6 oddballs on the London Concours lawn in 2023
It’s an unusual place for a cricket pitch, to say the least. The Honourable Artillery Company’s lawn in London is surrounded by glass towers and terraced homes that are certainly within striking distance of a well-struck “six.”
It’s not the sound of leather on willow that bounces off the buildings today, however, but the aural delights of internal-combustion engines. The annual London Concours is taking over the field. There are 80 cars of all ages on show, some tunefully firing up their engines to entertain the crowds or to impress the judges during the three-day event in the city’s heart.
Among the highlights are a Make Green Great Again display with a suitably hued selection of new and old from Rolls-Royce, Aston Martin, Bentley, and more; a French corner with Alpines and Citroëns; a celebration of Lamborghini’s 60th anniversary; and a collection of Land Rovers commemorating the marque’s 75th year.
Given that the venue is home to the occasional off-spin pitch, however, it was the oddballs to which we were drawn. A ripple of applause, please, for this gallery of googlies that pushed the boundaries.
1921 Leyat Hélica
French aviator Marcel Leyat seemingly lopped off the wings from one of his aircraft to create the Hélica. Since the big prop provided thrust, there was no need for a clutch, transmission, or drive axle, which made the Hélica reliable—if rather risky for pedestrians and cyclists. Some 30 were made, and only two survive today.
1962 Crayford Mini Mojito
This beautiful beach car is actually newly built by recently revived coachbuilder Crayford. Using yacht-standard teak for the flooring and rear deck, the sun-seeking runabout can be specified with an original Mini motor or an electric powertrain.

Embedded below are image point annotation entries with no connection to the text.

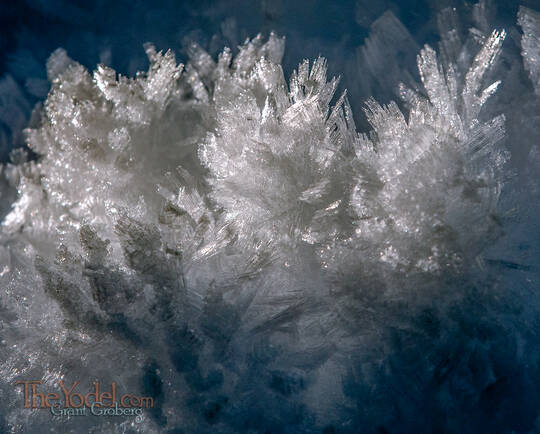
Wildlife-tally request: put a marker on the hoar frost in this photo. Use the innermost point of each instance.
(229, 239)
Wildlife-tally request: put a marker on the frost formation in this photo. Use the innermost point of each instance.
(231, 242)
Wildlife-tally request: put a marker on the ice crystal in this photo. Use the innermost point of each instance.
(231, 241)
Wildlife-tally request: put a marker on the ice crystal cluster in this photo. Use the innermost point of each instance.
(223, 239)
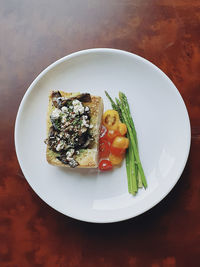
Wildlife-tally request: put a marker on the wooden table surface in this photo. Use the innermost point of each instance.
(33, 35)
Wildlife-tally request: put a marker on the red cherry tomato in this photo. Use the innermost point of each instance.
(105, 165)
(117, 151)
(111, 134)
(104, 148)
(103, 131)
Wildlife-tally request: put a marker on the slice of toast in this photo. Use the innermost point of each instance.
(88, 157)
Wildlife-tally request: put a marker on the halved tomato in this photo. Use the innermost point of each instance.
(103, 131)
(104, 148)
(105, 165)
(117, 151)
(111, 134)
(111, 119)
(115, 160)
(120, 142)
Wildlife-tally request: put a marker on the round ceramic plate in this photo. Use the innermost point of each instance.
(161, 122)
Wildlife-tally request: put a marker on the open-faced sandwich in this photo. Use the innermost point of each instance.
(73, 128)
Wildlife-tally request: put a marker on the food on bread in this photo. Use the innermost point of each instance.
(73, 128)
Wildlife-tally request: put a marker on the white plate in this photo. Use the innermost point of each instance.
(161, 121)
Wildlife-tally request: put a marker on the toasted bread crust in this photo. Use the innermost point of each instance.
(88, 158)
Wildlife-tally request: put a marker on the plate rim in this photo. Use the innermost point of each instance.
(66, 58)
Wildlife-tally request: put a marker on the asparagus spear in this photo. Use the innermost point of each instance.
(134, 144)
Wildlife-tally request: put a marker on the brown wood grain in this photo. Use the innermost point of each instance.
(35, 34)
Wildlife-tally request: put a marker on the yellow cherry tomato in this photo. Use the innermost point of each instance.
(115, 160)
(111, 119)
(122, 128)
(120, 142)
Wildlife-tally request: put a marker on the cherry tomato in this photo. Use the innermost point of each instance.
(122, 128)
(120, 142)
(111, 134)
(111, 119)
(103, 131)
(104, 148)
(105, 165)
(117, 151)
(115, 160)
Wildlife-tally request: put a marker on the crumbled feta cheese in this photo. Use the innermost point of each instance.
(64, 109)
(70, 153)
(76, 102)
(55, 113)
(78, 107)
(60, 146)
(64, 119)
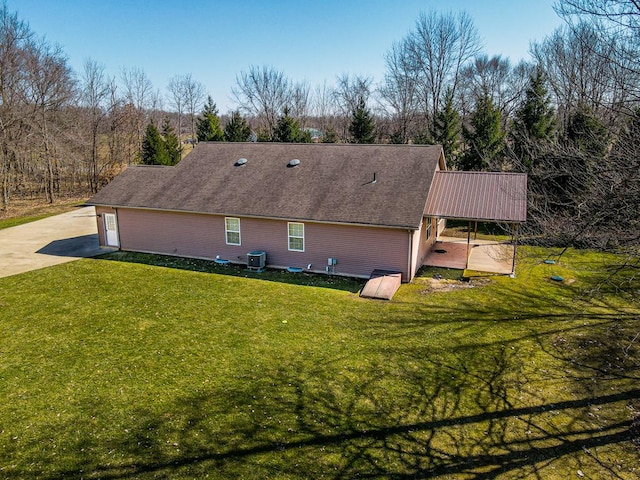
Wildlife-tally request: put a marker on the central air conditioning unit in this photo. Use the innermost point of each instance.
(256, 260)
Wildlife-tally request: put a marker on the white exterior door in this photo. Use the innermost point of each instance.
(111, 230)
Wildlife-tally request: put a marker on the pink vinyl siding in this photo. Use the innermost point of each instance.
(358, 250)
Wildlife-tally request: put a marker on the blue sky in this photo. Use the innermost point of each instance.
(307, 40)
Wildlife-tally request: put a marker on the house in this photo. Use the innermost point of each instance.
(328, 208)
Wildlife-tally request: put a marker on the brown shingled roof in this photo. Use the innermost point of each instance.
(332, 183)
(492, 196)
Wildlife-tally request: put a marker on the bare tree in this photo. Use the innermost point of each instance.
(15, 37)
(94, 96)
(194, 96)
(263, 92)
(399, 91)
(497, 79)
(138, 93)
(439, 47)
(177, 99)
(349, 93)
(300, 102)
(323, 106)
(51, 87)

1971 Monteverdi 375 High Speed Fissore
If it weren’t for a falling out with Enzo Ferrari, there would be no Lamborghini, and the same is true of lesser-known sports car maker Monteverdi. Peter Monteverdi was Ferrari’s official importer for Switzerland—until he had a disagreement with Il Commendatore, who had demanded Monteverdi pay for 100 cars up front. Monteverdi commissioned his own Lamborghini rival, sourcing bodywork from Fissore and power from a 7.2-liter Chrysler V-8. Just 80 cars were built before his money ran out.
1973 Peugeot 504 Break Riviera
Pininfarina showcased a Peugeot 504 shooting brake at the Geneva Motor Show in 1972, but what happened to it afterwards is unknown. One fan was so enamored with the design that he employed HC Classics to recreate the car on the chassis of a 1973 Series 1 504 cabriolet. Aren’t we all glad he did?
1995 Autech Gavia Zagato
Autech is Nissan’s skunkworks, and one of the wildest projects is this collaboration with Zagato. Based on the Nissan Leopard, its aerodynamic aluminum panels were hand-beaten by artisans in Italy. Under the hood is a three-liter turbocharged V-6 from the 300ZX. Just 16 were made.
1999 Bentley Continental Sedanca Coupe
This British bruiser is a rare beast. Bentley made only 73 examples of the T-topped Continental Sedanca coupe, with Mulliner assembling a further six. A pair of glass roof panels could be removed and stored in the trunk, disrupting the car’s lines but opening the cockpit to the elements.